O segundo volume do diário, ainda sem data de lançamento, se encerra em 2013, ano da morte de sua filha Kate. “Fiquei incapaz de continuar a partir dali. Tinha confiança em mim em uma só coisa: ser mãe. Pensava que sabia fazer isso melhor do que todo mundo. Era tudo perfeito. Minhas filhas eram divinas e também se davam muito bem entre elas. A morte de Kate transformou tudo completamente em um tipo de caos. E somos obrigados a viver com isso, como alguém que perdeu um braço, uma perna, duas pernas, e tem de aprender a viver com o resto do corpo. Faz mais de cinco anos. Na preparação do diário, não podia lhe telefonar para dizer: ‘Olha, li no diário que você fazia isso e aquilo…’. Mas todo mundo que perdeu alguém conhece isso”.

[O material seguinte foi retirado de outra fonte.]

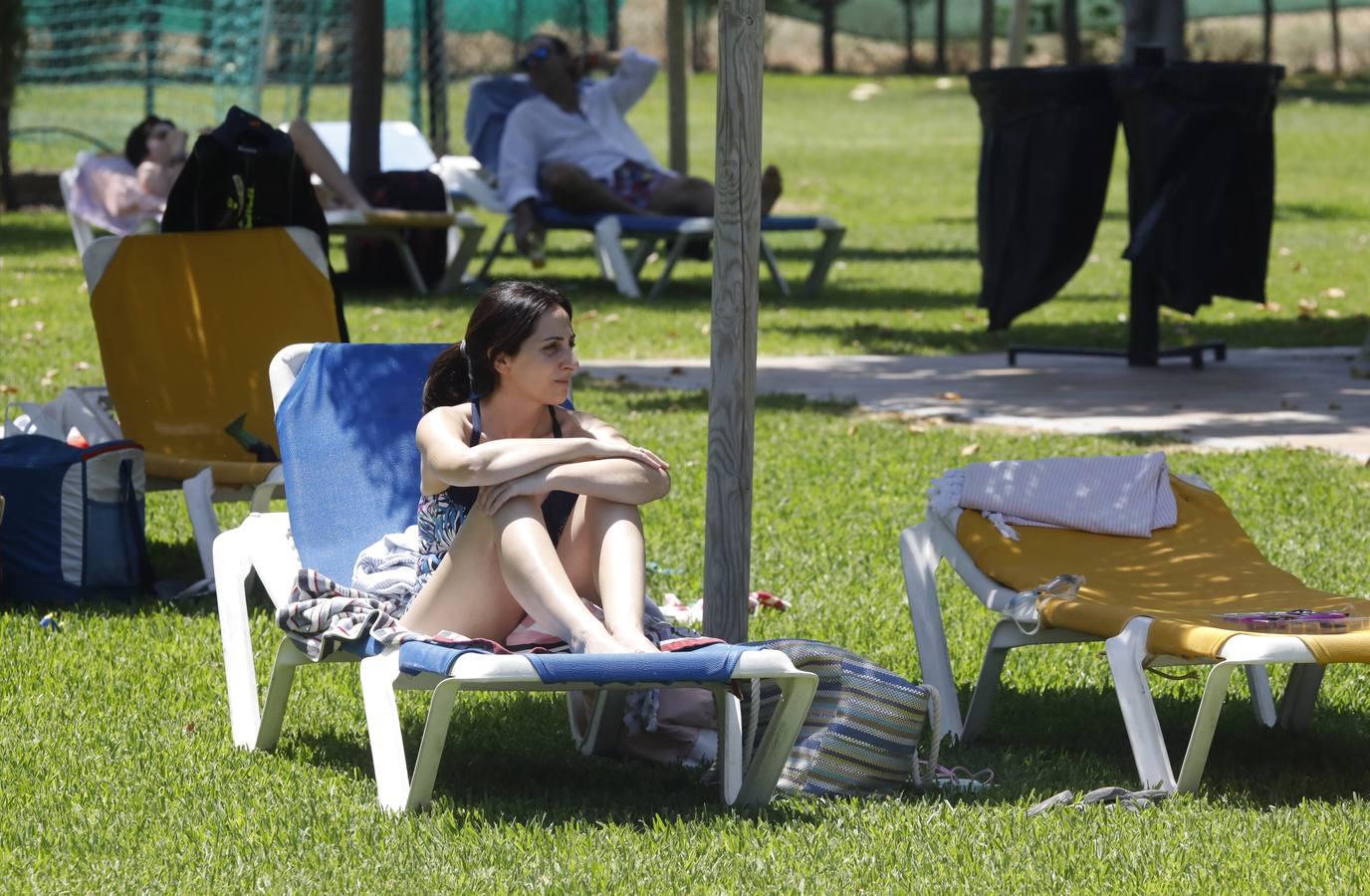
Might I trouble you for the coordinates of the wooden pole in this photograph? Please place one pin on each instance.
(732, 395)
(364, 106)
(1019, 33)
(987, 33)
(676, 105)
(1070, 30)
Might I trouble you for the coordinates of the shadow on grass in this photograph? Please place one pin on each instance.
(871, 254)
(1074, 738)
(511, 760)
(915, 339)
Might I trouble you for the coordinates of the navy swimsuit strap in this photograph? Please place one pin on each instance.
(476, 422)
(557, 506)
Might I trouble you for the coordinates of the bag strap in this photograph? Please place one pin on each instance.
(135, 521)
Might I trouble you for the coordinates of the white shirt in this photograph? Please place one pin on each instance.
(597, 138)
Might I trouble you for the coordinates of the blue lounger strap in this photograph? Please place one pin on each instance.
(709, 663)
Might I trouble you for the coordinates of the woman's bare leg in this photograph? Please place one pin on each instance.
(603, 554)
(498, 568)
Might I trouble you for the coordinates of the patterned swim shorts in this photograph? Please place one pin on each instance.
(636, 182)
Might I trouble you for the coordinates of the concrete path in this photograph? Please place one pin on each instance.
(1257, 397)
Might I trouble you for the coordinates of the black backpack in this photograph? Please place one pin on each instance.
(247, 174)
(375, 262)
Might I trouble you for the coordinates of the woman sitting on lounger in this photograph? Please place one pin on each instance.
(527, 506)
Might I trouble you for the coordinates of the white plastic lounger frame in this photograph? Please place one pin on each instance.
(262, 545)
(625, 272)
(925, 546)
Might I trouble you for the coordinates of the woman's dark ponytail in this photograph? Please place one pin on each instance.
(505, 317)
(450, 378)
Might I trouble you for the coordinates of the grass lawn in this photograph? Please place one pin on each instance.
(118, 762)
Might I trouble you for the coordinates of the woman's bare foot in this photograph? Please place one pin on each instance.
(772, 186)
(636, 643)
(596, 643)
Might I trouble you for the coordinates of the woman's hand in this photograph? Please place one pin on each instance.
(491, 498)
(633, 452)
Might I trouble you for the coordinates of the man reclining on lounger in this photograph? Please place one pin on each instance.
(572, 144)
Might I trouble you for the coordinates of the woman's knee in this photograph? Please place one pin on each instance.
(605, 513)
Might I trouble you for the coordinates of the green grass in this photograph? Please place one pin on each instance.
(118, 765)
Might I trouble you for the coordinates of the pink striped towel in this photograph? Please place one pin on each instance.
(1114, 496)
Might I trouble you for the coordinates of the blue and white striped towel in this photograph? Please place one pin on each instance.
(1114, 496)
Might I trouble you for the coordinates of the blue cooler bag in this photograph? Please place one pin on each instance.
(73, 523)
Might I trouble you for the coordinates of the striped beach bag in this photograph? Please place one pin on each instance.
(863, 728)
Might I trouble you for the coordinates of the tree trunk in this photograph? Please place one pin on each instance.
(8, 195)
(436, 29)
(910, 33)
(1070, 30)
(941, 37)
(829, 24)
(1267, 30)
(987, 33)
(1334, 8)
(367, 84)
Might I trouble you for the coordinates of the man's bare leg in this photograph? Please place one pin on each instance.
(571, 188)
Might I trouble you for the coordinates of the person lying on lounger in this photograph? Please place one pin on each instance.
(572, 145)
(528, 507)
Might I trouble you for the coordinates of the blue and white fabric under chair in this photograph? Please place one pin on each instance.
(494, 98)
(345, 418)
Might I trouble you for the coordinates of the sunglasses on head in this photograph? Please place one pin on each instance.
(538, 54)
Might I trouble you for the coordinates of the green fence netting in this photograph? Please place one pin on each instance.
(884, 19)
(97, 66)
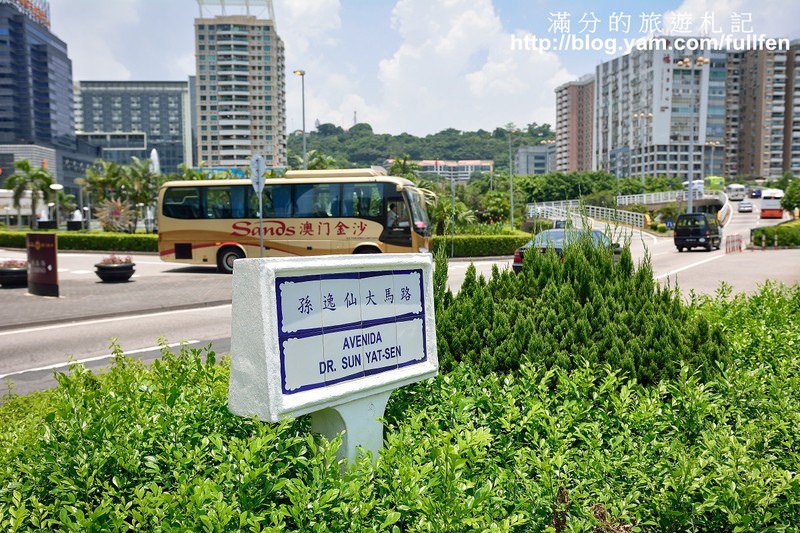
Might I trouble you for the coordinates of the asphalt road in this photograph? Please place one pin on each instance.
(30, 355)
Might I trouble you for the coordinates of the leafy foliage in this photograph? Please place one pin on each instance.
(155, 448)
(80, 240)
(788, 234)
(583, 309)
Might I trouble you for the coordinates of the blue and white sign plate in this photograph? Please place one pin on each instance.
(311, 332)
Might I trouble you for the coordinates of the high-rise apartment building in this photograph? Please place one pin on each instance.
(791, 130)
(761, 108)
(241, 102)
(131, 118)
(574, 124)
(644, 104)
(36, 103)
(539, 159)
(35, 78)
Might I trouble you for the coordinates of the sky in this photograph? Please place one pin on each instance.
(416, 66)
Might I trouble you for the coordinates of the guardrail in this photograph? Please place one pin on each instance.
(573, 210)
(733, 244)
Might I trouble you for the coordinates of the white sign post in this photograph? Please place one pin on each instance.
(258, 167)
(331, 336)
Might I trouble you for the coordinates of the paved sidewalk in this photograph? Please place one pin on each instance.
(89, 298)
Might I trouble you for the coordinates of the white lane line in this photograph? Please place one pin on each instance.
(106, 320)
(687, 267)
(91, 359)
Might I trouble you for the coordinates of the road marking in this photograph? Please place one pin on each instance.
(687, 267)
(106, 320)
(92, 359)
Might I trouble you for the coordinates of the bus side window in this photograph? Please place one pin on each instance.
(182, 202)
(218, 202)
(363, 200)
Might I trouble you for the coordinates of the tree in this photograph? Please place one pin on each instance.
(28, 178)
(791, 196)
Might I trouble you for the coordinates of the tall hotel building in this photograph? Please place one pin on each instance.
(643, 107)
(574, 124)
(37, 120)
(241, 102)
(130, 118)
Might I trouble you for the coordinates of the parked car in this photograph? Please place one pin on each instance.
(697, 230)
(558, 239)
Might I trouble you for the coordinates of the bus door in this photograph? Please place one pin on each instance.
(397, 224)
(314, 217)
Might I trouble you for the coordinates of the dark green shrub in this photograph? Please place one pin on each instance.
(788, 234)
(80, 240)
(480, 245)
(584, 309)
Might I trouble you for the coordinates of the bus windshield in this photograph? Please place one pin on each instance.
(418, 212)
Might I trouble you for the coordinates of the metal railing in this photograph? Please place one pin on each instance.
(572, 210)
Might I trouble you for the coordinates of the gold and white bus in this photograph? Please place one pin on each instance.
(306, 212)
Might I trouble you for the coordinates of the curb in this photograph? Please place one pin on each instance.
(74, 320)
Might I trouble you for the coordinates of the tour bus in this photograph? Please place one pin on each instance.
(735, 192)
(771, 203)
(714, 183)
(311, 212)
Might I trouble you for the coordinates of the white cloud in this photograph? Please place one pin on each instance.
(773, 18)
(455, 68)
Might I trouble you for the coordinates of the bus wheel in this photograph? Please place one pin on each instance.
(226, 257)
(367, 250)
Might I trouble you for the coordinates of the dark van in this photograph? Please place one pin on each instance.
(697, 230)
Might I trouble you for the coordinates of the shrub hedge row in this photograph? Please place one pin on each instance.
(788, 234)
(154, 447)
(79, 240)
(479, 245)
(586, 308)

Jane Birkin acrescentou alguns textos explicativos em meio ao diário, para contextualizar certas passagens, e também incluiu desenhos feitos por ela na época, que ilustravam suas confissões íntimas. O primeiro tomo, de 350 páginas, termina em 1982, em um período que cobre suas descobertas adolescentes e a formação do lendário casal com Serge Gainsbourg. Entre tantas revelações pessoais e histórias de vida, fica-se sabendo também que, em 1976, o então desconhecido Gérard Depardieu atuou no filme “Je t’aime moi non plus”, escrito e dirigido por Serge Gainsbourg e também estrelado por Jane Birkin, em troca de uma caixa de champagne.